Nov. 8, 2018
By: Michael Feldman
AMD has announced the MI50 and MI60, the company’s latest Radeon Instinct GPUs targeted to high performance computing, deep learning, rendering, and cloud computing.
Based on TSMC’s 7nm process technology, the two Vega20-generation GPUs offer terascale-level performance across these workloads. The MI60 offering is the more powerful of the two, offering 7.4 FP64 teraflops for HPC, 14.7 FP32 teraflops and 29.5 FP16 teraflops for deep learning training, and 59 INT8 teraops for deep learning inferencing. The MI50 has about 10 percent less performance than the MI60 across the board.
Both, however, are a good deal more powerful than the first-generation Radeon Instinct GPUs that AMD introduced last year (the MI25, MI18, and MI16), which were aimed exclusively at deep learning acceleration. The most powerful one, the MI25, delivers 12.3 FP32 teraflops and 24.6 FP16 teraflops, but only 768 FP64 gigaflops.

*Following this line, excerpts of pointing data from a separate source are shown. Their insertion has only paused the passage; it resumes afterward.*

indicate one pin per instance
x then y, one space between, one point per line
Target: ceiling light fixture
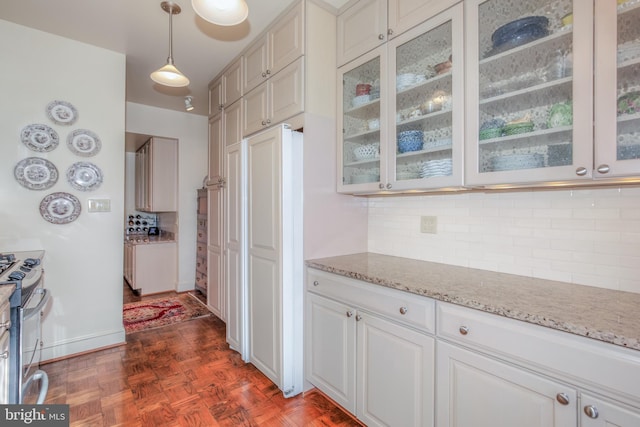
221 12
187 103
169 75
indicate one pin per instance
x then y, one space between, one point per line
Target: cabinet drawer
201 280
413 310
578 359
201 265
201 249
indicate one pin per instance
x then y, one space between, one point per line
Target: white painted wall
83 259
191 132
583 236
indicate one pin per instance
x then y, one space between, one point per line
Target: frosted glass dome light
221 12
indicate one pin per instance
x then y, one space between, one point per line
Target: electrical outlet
429 224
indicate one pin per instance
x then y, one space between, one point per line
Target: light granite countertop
5 292
602 314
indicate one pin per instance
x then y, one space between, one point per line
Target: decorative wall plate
35 173
84 143
40 138
60 208
62 112
84 176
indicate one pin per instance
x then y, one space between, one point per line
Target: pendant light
169 75
187 103
221 12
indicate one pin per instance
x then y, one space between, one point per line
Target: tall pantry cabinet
296 56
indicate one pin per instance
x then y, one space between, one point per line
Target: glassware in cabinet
617 98
425 143
523 96
360 126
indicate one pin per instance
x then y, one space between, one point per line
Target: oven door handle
30 312
44 385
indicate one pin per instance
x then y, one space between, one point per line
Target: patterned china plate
35 173
40 138
60 208
84 176
62 112
84 143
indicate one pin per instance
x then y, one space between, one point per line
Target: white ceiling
140 29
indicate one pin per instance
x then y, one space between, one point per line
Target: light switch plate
99 205
429 224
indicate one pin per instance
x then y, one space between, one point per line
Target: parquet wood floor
182 375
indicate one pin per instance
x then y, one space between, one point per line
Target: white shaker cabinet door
474 390
596 412
395 374
331 349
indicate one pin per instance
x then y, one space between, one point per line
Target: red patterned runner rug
155 313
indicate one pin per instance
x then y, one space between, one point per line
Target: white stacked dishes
367 152
517 162
360 100
442 167
404 81
410 140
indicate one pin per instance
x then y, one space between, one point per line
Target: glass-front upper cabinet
617 83
361 107
426 112
529 91
401 122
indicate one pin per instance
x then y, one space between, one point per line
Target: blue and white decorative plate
60 208
36 173
84 143
62 113
84 176
40 138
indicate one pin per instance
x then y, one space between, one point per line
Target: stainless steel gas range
27 382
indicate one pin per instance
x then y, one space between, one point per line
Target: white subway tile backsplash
584 236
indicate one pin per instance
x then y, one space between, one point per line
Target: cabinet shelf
437 119
366 110
547 93
539 137
425 151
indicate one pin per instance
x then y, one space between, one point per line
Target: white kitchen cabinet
216 145
233 82
617 75
201 241
279 98
233 123
156 181
274 256
151 268
370 23
505 372
216 96
474 390
363 354
234 211
404 132
280 46
598 412
331 349
215 278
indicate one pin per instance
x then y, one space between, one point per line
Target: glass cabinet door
361 154
617 83
425 118
530 91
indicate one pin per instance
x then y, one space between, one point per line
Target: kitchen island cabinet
511 350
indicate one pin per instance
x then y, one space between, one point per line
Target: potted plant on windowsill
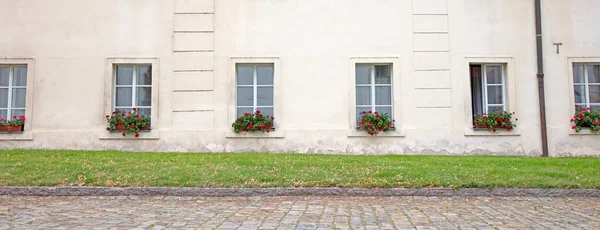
14 125
252 122
130 123
495 120
375 123
585 118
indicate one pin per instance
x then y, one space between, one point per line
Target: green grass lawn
123 169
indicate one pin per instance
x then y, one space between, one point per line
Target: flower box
11 128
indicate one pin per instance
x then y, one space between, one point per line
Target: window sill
278 133
470 131
144 135
584 131
16 136
396 132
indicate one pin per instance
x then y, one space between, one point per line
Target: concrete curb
227 192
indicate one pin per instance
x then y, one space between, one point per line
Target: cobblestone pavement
298 213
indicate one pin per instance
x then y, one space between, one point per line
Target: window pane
494 95
495 108
144 96
383 95
266 111
245 96
363 74
245 75
241 111
578 74
147 112
4 75
144 75
124 75
18 112
580 94
383 74
594 92
20 76
123 96
18 98
363 95
3 98
494 74
593 74
384 110
265 96
264 74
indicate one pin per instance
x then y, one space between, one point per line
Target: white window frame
10 88
586 84
510 102
571 83
396 83
133 86
278 87
373 85
109 98
255 87
485 85
27 134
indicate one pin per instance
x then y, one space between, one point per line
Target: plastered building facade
71 50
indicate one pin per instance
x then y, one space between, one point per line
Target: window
133 88
254 89
13 91
586 81
374 89
488 88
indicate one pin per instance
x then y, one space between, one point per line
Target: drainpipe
540 77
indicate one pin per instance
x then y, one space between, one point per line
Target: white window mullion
484 88
134 83
10 83
373 88
255 87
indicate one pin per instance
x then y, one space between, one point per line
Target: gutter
540 77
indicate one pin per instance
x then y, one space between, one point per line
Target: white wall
315 41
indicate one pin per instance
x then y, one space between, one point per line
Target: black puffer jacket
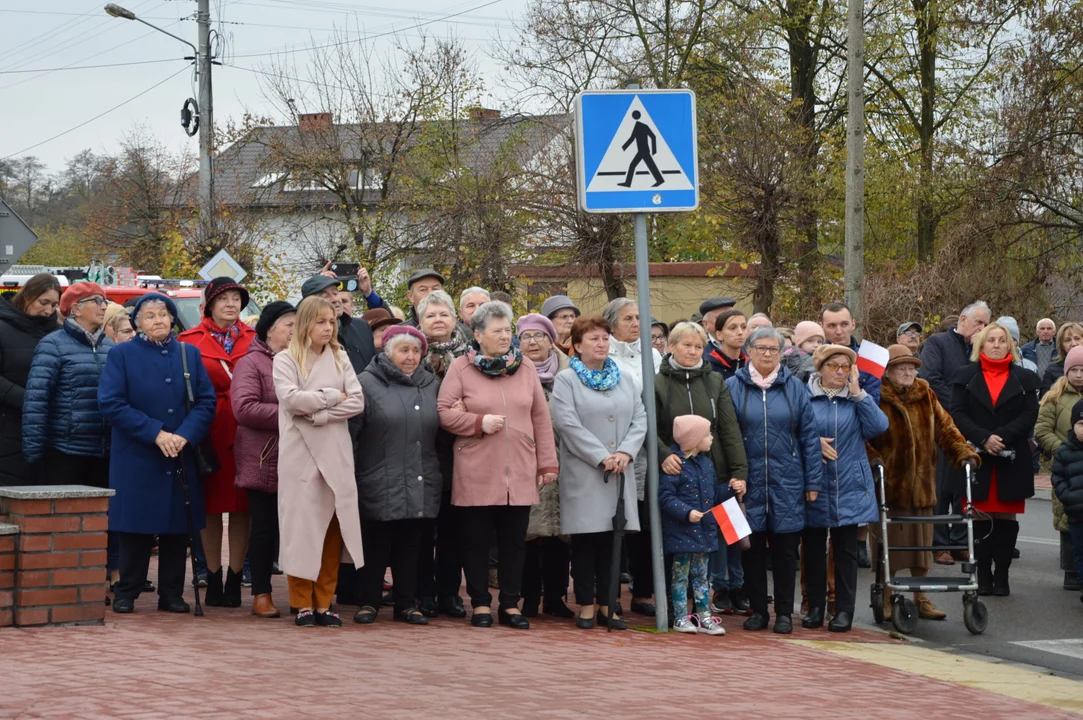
20 335
396 468
1068 478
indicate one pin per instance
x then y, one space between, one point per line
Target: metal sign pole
643 292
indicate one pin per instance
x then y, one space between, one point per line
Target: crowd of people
458 441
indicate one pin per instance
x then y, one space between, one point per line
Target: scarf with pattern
603 379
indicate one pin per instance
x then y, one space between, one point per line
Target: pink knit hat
689 430
806 330
1074 358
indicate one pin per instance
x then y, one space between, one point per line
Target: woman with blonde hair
994 404
1069 336
1054 426
317 496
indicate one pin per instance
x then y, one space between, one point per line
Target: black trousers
394 544
262 538
783 571
845 549
135 562
639 555
440 555
591 557
546 564
477 524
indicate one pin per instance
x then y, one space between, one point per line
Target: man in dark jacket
354 334
1042 350
942 355
64 434
838 326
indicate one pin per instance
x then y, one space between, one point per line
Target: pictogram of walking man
643 152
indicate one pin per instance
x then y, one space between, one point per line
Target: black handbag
206 457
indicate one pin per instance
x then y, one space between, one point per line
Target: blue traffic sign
637 151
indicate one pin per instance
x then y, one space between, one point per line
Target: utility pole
855 259
206 127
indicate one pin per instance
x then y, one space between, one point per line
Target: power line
100 115
90 67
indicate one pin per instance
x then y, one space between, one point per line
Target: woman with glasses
846 417
24 321
785 472
547 553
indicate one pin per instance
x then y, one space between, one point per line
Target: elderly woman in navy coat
142 395
785 472
846 417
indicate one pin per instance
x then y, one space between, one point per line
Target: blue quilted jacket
60 408
849 497
783 447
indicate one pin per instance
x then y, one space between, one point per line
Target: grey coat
398 469
594 424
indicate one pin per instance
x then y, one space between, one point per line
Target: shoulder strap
190 396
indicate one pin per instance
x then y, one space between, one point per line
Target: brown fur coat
917 426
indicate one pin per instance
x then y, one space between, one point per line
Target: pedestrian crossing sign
637 151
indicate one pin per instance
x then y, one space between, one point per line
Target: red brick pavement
231 665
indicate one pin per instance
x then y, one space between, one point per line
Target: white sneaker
687 624
712 625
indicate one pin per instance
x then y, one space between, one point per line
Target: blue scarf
603 379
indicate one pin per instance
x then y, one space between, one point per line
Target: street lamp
205 113
116 11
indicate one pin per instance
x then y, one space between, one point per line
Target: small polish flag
872 358
731 521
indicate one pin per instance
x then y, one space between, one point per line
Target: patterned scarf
494 367
603 379
225 337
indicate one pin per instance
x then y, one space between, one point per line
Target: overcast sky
56 34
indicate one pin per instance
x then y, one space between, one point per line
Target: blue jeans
726 570
1075 529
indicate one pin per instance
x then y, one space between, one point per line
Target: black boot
231 594
1002 554
983 549
213 597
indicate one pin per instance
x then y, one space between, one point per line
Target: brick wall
8 534
60 555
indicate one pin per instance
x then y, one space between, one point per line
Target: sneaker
710 625
688 624
720 603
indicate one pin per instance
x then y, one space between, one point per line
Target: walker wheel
904 615
975 616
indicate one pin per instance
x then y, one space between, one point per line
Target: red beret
77 292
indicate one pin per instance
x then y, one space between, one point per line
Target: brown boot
263 607
926 610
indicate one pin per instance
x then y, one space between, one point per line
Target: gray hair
612 312
974 306
766 332
473 290
488 312
398 340
436 297
146 305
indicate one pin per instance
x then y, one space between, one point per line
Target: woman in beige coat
317 496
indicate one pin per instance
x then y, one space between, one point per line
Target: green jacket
1054 423
701 392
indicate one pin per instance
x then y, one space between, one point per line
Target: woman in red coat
222 340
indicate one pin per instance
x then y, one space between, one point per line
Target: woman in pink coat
317 497
492 398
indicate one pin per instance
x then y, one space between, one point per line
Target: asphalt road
1039 610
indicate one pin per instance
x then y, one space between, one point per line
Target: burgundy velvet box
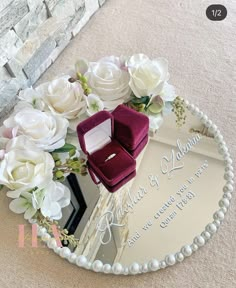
131 129
107 161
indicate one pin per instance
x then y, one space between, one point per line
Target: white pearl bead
199 240
218 137
204 119
228 195
33 221
211 228
208 123
229 175
154 265
107 268
224 203
170 259
72 258
228 161
57 250
162 264
41 231
194 247
145 268
65 252
230 182
186 103
206 235
213 128
97 265
223 209
179 257
134 268
217 223
186 250
226 155
229 168
126 271
88 266
52 243
117 268
228 188
191 107
81 261
219 215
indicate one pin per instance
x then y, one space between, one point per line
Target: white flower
24 204
155 121
63 97
147 77
47 131
109 81
50 200
94 104
56 197
25 167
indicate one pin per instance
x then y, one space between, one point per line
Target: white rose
109 81
56 197
47 131
50 200
147 77
94 104
28 203
63 97
25 167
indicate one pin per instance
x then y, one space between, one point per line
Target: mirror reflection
178 183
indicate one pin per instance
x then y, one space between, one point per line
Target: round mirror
173 205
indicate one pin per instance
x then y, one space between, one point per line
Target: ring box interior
130 129
107 159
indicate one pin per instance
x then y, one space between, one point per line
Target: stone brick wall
32 35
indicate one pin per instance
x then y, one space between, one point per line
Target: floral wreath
37 144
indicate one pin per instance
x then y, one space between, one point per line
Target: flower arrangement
37 143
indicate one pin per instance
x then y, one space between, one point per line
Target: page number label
216 12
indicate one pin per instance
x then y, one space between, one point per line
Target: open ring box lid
130 129
107 159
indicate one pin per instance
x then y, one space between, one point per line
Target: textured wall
32 35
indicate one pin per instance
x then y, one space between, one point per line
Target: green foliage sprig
63 233
72 164
179 110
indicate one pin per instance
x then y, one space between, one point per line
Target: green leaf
142 100
66 148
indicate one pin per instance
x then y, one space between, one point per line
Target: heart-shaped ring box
107 160
131 129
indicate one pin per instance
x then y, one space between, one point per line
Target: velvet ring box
107 160
131 129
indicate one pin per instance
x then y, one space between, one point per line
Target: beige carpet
202 64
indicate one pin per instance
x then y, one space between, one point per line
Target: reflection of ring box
96 140
131 129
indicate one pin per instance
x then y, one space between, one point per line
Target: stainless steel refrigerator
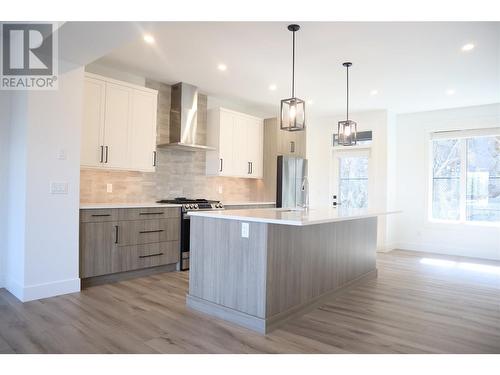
291 186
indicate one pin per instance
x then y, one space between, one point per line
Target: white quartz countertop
247 203
96 206
292 216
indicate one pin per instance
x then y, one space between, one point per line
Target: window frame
462 136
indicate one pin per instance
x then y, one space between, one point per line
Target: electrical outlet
59 188
61 154
245 230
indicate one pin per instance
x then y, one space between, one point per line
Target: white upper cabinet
119 125
238 140
143 130
93 122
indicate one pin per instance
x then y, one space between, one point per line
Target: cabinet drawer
98 216
126 258
148 213
138 232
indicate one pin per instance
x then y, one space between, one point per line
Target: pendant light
293 110
347 130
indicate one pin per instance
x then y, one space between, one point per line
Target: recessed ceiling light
148 38
468 47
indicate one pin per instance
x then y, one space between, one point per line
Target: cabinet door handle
150 255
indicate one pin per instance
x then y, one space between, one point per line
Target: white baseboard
443 249
386 248
45 290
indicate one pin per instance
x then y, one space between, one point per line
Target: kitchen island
259 267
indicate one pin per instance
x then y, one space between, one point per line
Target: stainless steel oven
189 205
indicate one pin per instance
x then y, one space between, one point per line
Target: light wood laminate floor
412 307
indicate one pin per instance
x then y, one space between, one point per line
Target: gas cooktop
194 204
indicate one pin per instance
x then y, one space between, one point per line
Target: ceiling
412 65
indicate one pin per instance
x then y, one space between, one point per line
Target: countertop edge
97 206
214 214
248 203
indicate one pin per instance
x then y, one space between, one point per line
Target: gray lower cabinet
119 240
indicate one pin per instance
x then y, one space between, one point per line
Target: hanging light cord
347 93
293 65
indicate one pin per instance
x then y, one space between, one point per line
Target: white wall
319 155
413 230
5 98
42 255
107 71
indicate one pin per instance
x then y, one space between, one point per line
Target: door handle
150 255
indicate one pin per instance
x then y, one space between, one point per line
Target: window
466 176
353 181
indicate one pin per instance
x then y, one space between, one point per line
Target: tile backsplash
178 173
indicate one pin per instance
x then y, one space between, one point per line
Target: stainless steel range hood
184 119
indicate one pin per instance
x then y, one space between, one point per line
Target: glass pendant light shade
293 110
293 114
347 131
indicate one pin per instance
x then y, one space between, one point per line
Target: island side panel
307 262
227 269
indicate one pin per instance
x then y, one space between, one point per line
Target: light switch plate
59 187
61 154
245 230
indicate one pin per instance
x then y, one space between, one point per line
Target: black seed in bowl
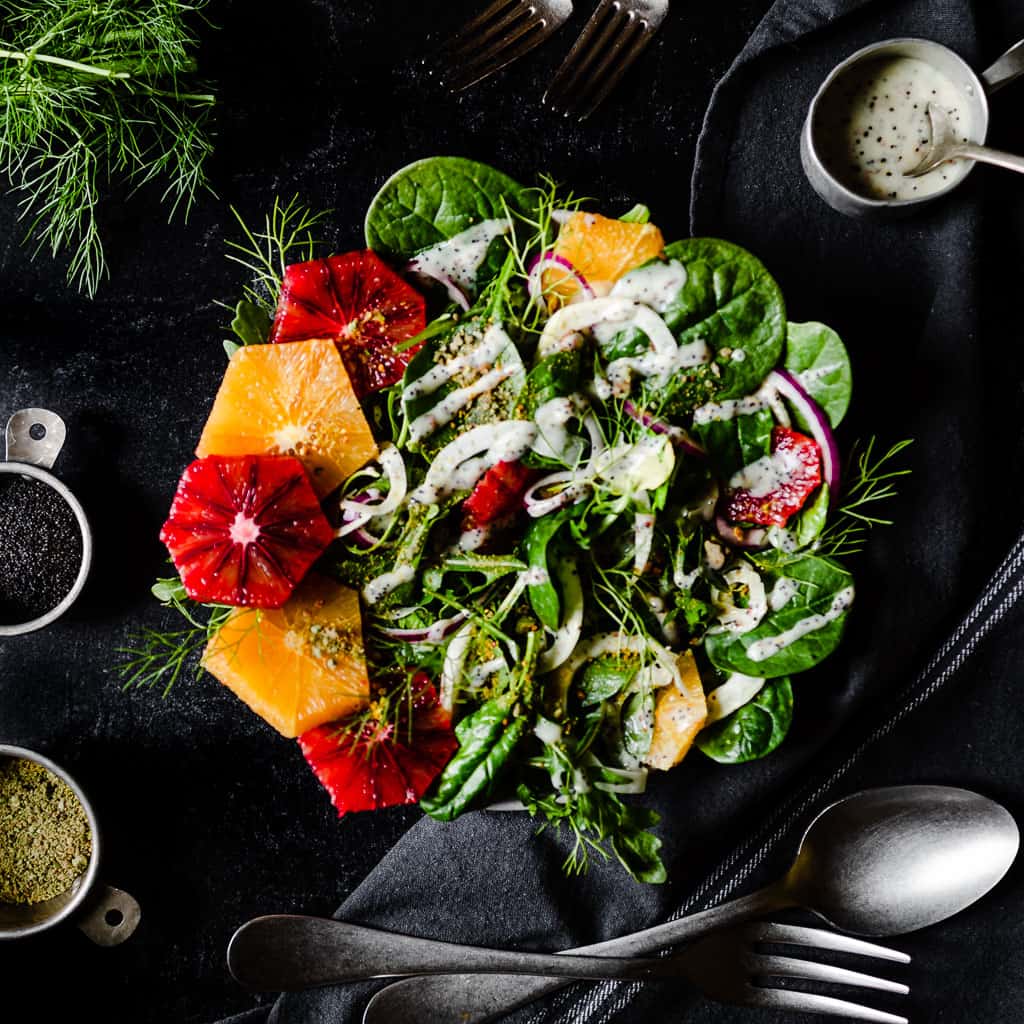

The more important distinction between the MI60 and MI50 is in the on-package memory, in this case the HBM2 stacked memory that is now fairly commonplace in datacenter GPUs. The MI60 offers 32 GB of this memory, while the MI50 comes with 16 GB. In both cases, AMD is claiming a record 1 TB/sec of memory bandwidth, which is about twice the speed of the HBM2 memory in the MI25 and MI18 boards. Despite the differences in memory capacity and computational performance for the MI60 and MI50, both boards claim a TDP of 300 watts.
A noteworthy feature in these second-generation products is the support of AMD’s Infinity Fabric, which can connect as many as four GPUs in peer-to-peer fashion. Each GPU is outfitted with two 100 GB/sec Infinity links, delivering a total of 200 GB/sec of bandwidth. The MI60 and MI50 are also the first GPUs that will be able to communicate with their CPU host over a PCIe 4.0 link, providing twice the bandwidth of PCIe 3.0. Conveniently, AMD’s upcoming Zen 2 EPYC CPUs, codenamed Rome, will also support PCIe 4.0. We’re not sure why AMD didn’t extend Infinity Fabric support for CPU-to-GPU communications across their products, since it would provide about three times the bandwidth of the PCIe 4.0 x16 setup.
The raw numbers for the MI50 and MI60 stack up pretty well against NVIDIA’s latest and greatest datacenter GPU, the Tesla V100. That accelerator tops out at 7.8 FP64 teraflops, 15.7 FP32 teraflops, and 125 Tensor teraflops – the latter a result of the V100’s specialized Tensor Cores specifically designed for deep learning computations. Those numbers are for the NVLink variant of the GPU; the PCIe version is about 10 percent less performant. The V100’s HBM2 memory bandwidth is 900 GB/sec, just slightly less then its AMD counterpart. NVIDIA is still faster in GPU-to-GPU communications, with its 300 GB/sec NVLink technology, but is still limited by its use of PCIe 3.0 for GPU-to-CPU communications (with the exception of the IBM Power processors supporting NVLink natively).
At least from a hardware perspective, the MI50 and MI60 boards appear to offer substantial competition to NVIDIA, which has essentially had the HPC/deep learning accelerator market to itself. As always, one of the big questions will be software support. AMD’s strategy for datacenter GPUs has always been to use an open source approach for developers and that’s what they’ve done here. In this case, AMD announced a new version of its ROCm open software platform that supports the new Radeon Instinct boards and all its bells and whistles, including optimizations for deep learning operations (DLOPS).
Perhaps the biggest question will be pricing. A likely strategy would be for AMD to offer the best price-performance, undercutting NVIDIA Tesla accelerators with aggressive pricing in the same manner that the company has done with the its EPYC CPUs. And that may be a big determining factor of whether the big buyers of these types of GPUs – principally hyperscale cloud companies and supercomputing labs – embrace them. We’ll know soon enough. The MI60 is scheduled to ship by the end of 2018, while the MI50 is expected to ship by the end of Q1 2019.